The Next Big Language

Paulo Pinto pjmlp at progtools.org
Thu Oct 21 23:00:05 PDT 2010


Sorry but all of them are just names for the same thing.

The template metaprogramming that is possibile in C++ is actually due to 
some loopholes
in the language definition. In the old days there were some articles in the 
C++ Report
when this technique was discovered.

D does provide a better way to do template metaprogramming, at least one 
that is more
user friendly.

Java generics are not that good, true. This is mainly to the fact that Sun 
decided to keep
backwards compatibility in the generated code. So actually Java generics are 
not much
more than sintactic sugar.

Eiffel, Modula-3, Ada, C#, F#, Scala all allow for type specialization.

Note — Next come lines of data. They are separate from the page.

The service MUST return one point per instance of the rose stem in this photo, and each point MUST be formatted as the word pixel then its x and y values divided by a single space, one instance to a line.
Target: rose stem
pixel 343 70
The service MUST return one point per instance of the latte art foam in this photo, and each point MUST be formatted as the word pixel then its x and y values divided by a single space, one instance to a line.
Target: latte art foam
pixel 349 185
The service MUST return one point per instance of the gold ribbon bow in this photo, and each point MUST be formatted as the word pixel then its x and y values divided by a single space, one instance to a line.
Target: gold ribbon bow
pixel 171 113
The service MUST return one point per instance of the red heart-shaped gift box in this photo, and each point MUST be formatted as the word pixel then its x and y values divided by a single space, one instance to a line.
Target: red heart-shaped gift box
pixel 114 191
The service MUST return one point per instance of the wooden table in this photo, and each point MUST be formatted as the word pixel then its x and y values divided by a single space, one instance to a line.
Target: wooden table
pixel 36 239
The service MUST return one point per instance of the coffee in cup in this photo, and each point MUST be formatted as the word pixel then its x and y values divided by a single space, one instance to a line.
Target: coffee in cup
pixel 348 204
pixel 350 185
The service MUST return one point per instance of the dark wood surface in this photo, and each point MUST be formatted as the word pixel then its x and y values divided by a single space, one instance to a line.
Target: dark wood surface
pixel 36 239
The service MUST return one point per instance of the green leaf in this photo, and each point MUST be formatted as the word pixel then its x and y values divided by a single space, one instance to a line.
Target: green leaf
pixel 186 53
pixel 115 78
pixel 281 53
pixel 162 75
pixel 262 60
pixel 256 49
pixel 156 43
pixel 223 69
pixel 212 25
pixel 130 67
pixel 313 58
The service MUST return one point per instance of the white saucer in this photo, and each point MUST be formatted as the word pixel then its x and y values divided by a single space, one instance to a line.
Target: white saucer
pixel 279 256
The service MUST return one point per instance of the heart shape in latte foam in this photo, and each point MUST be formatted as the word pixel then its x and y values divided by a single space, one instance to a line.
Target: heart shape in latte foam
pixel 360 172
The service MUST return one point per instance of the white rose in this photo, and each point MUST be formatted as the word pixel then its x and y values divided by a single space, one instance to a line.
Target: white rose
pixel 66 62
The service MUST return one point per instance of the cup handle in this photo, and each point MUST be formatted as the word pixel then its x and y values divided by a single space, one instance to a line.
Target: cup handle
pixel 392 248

Not sure if this is the same Wikipedia article that was already discussed 
before
http://en.wikipedia.org/wiki/Generic_programming

Thus the only thing I conced C++ and D templates have over the other 
languages is
the metaprogramming abilities. But there are other languages which 
compensate for
that by offering other languages features to handle similar funcionality.

An example, is what is possible to do with Lisp. And lets not forget that 
optimizing
Lisp compilers can beat Fortran code, which still has very good optimizing 
compilers.

--
Paulo

"Jonathan M Davis" <jmdavisProg at gmx.com> wrote in message 
news:mailman.763.1287705091.858.digitalmars-d at puremagic.com...
> On Thursday, October 21, 2010 12:45:32 Paulo Pinto wrote:
>> Sorry but I still don't get it.
>>
>> Do you mean that the types that erased and the same code is generated?
>>
>> Then let me say that .Net generics get generated on the fly and JITed for
>> each
>> different type.
>>
>> Eiffel and Modula-3 generics also have specific generated code for each
>> type.
>>
>> The major difference regarding C++ code is that the linkers are smarter 
>> and
>> are
>> able to remove duplicates of the generated code for the same set of type
>> arguments.
>
> Whether code gets consolidated really doesn't have anything to do with 
> templates
> - that's purely an optimization, and where exactly you draw the line 
> betwene
> generics and templates could be bit blurry, but they are two very 
> different
> things.
>
> Generics allow for generic code - primarily container types. You're able 
> to use
> multiple types with the same code. Whether duplicate code is generated or 
> not is
> an implementation issue, but most languages that talk about having 
> generics
> don't seem to create full-on new sets of code for each type that you use - 
> or if
> they do, it's completely hidden from the programmer. Java's generics are
> completely a compile-time artifact with the exact same code being 
> generated - it
> just gains you extra type-safety and saves you from explicit casts. I 
> don't know
> exactly how C# does it, but as I understand it, it uses a single 
> definition
> regardless of how many types you use with it but keeps the type 
> information with
> any variables declared of that type (it may JIT specific types on the fly 
> as you
> state - I have no idea). But regardless, they don't actually generate code 
> in
> your executable.
>
> Templates are literally templates for creating code. When you instantiate 
> a
> template, it duplicates the entire definition for the type that it's being
> instantiated for. vector<int> and vector<float> generate two completely 
> separate
> sets of source code. This is not hidden from the programmer. Templates can
> generate different code depending on what they're instantiated with 
> (typically
> template specializations in C++, though D goes beyond that with 
> conditional
> compilation with static if and whatnot). So, even if you're limiting 
> templates
> to container types, you can end up with very different code for 
> instantiations of
> that template (a classic example in C++ being vector<bool>). Template
> metaprogramming goes beyond that to do much crazier stuff with templates, 
> but
> even with out template metaprogramming, you still end up with whole new 
> sets of
> code for each template instantiation. The compiler may choose to optimize 
> some
> of that code and merge definitions where types are the same size, but 
> that's an
> optimization. Templates are literally a code-generation mechanism. They
> therefore can be used for generic code or even could be considered 
> generics, but
> generics do not necessarily generate code.
>
> Now, as I said, C++ and D are the only languages I know of which use 
> templates.
> That doesn't mean that other languages do not. Looking at the wikipedia 
> page on
> template metaprogramming, it lists other languages such as Eiffel and ML, 
> so
> presumably those languages have templates of some kind.
>
> In any case, the key thing about templates is that they are a 
> code-generation
> mechanism. Generics are not (though templates can be used as generics).